Written by: Anna Sagar
A long-awaited case to decide whether TSB Whistletree borrowers were financially exploited is set to be heard at the High Court next year.

TSB and law firm Harcus Parker have agreed to a High Court hearing next year which would “let a judge rule once and for all whether its Whistletree mortgage customers were financially exploited”. However, the dates have yet to be disclosed.

The case centres on claims by mortgage borrowers under TSB subsidiary Whistletree that they have been trapped into paying high rates by the group.

Whistletree was set up in 2016 to manage Northern Rock mortgages acquired from the Government’s holding firm UK Asset Resolution (UKAR).

TSB purchased the £3.3bn of mortgages held by approximately 200 homeowners. 

It has been claimed that the mortgage holders have overpaid £50,000 in interest as they allege Whistletree has almost doubled the rates since the loans were bought. The group also claim that until recently, borrowers were not allowed to transfer onto TSB rates. 

Harcus Parker represents over 6,500 former Northern Rock mortgage prisoners and more than 1,200 claimants with TSB Whistletree mortgages.

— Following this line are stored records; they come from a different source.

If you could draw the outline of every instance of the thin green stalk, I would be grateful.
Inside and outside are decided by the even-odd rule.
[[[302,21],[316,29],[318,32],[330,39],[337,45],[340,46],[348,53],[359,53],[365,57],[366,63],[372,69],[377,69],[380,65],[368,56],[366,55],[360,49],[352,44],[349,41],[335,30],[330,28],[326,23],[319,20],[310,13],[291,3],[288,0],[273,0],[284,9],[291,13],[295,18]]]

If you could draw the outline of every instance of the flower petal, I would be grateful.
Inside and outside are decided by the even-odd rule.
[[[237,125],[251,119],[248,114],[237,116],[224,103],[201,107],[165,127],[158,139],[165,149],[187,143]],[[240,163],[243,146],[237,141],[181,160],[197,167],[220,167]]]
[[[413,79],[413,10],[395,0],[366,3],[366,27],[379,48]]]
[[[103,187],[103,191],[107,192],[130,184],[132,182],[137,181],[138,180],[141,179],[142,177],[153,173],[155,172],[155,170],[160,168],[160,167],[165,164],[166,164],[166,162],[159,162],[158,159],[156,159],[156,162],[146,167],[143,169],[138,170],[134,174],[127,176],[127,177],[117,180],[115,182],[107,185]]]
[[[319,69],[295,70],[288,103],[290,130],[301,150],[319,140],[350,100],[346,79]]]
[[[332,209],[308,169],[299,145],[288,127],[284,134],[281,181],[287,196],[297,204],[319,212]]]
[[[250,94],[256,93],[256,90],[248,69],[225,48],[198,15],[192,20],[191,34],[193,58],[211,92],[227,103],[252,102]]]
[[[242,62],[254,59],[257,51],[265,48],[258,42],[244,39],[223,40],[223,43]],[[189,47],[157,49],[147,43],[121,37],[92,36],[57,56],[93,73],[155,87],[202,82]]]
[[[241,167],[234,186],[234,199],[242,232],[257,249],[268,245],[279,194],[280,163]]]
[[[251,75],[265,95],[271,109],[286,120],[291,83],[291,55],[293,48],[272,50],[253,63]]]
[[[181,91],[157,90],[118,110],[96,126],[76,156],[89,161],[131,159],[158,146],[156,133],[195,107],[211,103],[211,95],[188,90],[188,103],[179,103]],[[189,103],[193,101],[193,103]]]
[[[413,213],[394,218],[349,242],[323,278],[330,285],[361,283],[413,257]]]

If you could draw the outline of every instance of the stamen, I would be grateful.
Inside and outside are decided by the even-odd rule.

But after it was confirmed last year that a legal claim had been brought against TSB worth up to £800m, the law firm said up to 27,000 customers could potentially make a claim. 

Following the agreement for the High Court showdown next year, a two-day hearing on the group litigation order application that had been scheduled for this week has been suspended.

Case could set legal precedent

Damon Parker, senior partner at Harcus Parker, said the step forward was welcome, but urged other mortgage prisoners to sign up to the claim, noting that legal time limitations may curb the amount of compensation they receive.

He said: “The fact that we will now have a trial to decide if TSB has breached the terms of my clients’ mortgage contracts is very positive news.

“It means that the whole process can be expedited. We are confident in our contention that Whistletree customers were unfairly trapped on high interest rates and that they should be repaid back the extra money TSB unfairly charged them.”

Parker said that he hoped to “set a legal precedent” for all mortgage prisoners across the UK.

‘Whistletree customers are not mortgage prisoners’

A TSB spokesperson said that it had agreed with Harcus Parker that they would work together to find a date after 26 June to attend a hearing to decide how the case would be managed going forward.

They said that this may involve the court making preliminary decisions on legal points at the appropriate stage, but any decisions would not be made until next year at the earliest.

The spokesperson added: “Whistletree customers are not mortgage prisoners. Since we took over the management of these mortgages, over two thirds of Whistletree customers have either moved to a new mortgage or closed their mortgage with Whistletree. We write to every customer, twice a year, to remind them that they can switch.”

It is understood the firm has invested over £1m and introduced the ability to switch to new Whistletree products and better rates.

Product transfers are available for those who are in arrears and may have negative equity, and customers can move to other lenders if they meet affordability and credit check criteria.